Eurozone inflation rebounds to 2.0% on higher energy prices

FRANKFURT, Germany — Eurozone inflation rose to 2.0% in May, driven higher by rising oil prices as other inflationary pressures appeared to remain subdued.

The modest price rise in Europe compares with a much stronger jump in the US that has led to discussion about the inflationary impact of stimulus and relief policies from government spending and central banks.

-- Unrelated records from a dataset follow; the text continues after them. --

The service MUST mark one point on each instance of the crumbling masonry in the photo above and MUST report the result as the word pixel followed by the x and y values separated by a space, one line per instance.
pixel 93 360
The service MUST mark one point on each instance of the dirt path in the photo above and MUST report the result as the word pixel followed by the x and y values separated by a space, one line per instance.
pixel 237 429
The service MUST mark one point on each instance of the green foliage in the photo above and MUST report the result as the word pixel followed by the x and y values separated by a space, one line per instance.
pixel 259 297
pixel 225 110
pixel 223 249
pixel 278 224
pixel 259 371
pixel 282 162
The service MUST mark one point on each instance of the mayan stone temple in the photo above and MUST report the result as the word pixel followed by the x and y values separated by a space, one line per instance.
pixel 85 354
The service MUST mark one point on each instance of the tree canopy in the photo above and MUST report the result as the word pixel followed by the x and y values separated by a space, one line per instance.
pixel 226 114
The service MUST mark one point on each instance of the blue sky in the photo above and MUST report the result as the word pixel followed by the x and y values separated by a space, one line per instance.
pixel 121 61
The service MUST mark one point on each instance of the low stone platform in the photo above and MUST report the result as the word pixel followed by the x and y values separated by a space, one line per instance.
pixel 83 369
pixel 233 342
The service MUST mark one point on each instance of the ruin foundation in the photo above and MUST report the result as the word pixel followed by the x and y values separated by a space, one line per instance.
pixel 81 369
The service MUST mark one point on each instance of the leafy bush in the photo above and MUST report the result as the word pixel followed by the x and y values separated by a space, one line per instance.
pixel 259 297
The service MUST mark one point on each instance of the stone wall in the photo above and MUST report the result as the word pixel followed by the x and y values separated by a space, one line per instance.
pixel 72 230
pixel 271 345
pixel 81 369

The May figure for the 19 countries that use the euro currency compares with 1.6% in April, the European Union statistics agency Eurostat said in a news release Tuesday. The increase was largely driven by volatile energy prices; without those, core inflation was only 0.9%

Economists say the rise is driven by transitory factors such as the higher oil prices and the end of pandemic relief tax breaks — and therefore isn’t likely to push the European Central Bank to withdraw its stimulus policies. ECB officials have indicated that the bank’s policymakers will look through increases that don’t reflect underlying inflation pressures building in the economy. Short-term factors include supply bottlenecks and the withdrawal of pandemic tax relief measures.

Rory Fennessy, assistant economist at Oxford Economics, wrote in an email that “overall, we expect inflation this year to be largely driven by transitory factors, and although core price pressures will pick up, these will continue to remain largely subdued.”

U.S. prices rose 4.2% in April from a year ago as the U.S. economy experienced a robust rebound with 40% of the population fully vaccinated against COVID-19, allowing more business activity to resume and travel to pick up. Europe’s vaccine rollouts have lagged the U.S. pace. In Germany, 18% of the population has been fully vaccinated.

Unemployment figures out separately Tuesday showed the jobless rate fell to 8.0% in April from 8.1% in March. The April figure compares with 7.3% a year ago. Furlough support programs have kept many companies from laying people off and prevented a larger rise in the jobless rate.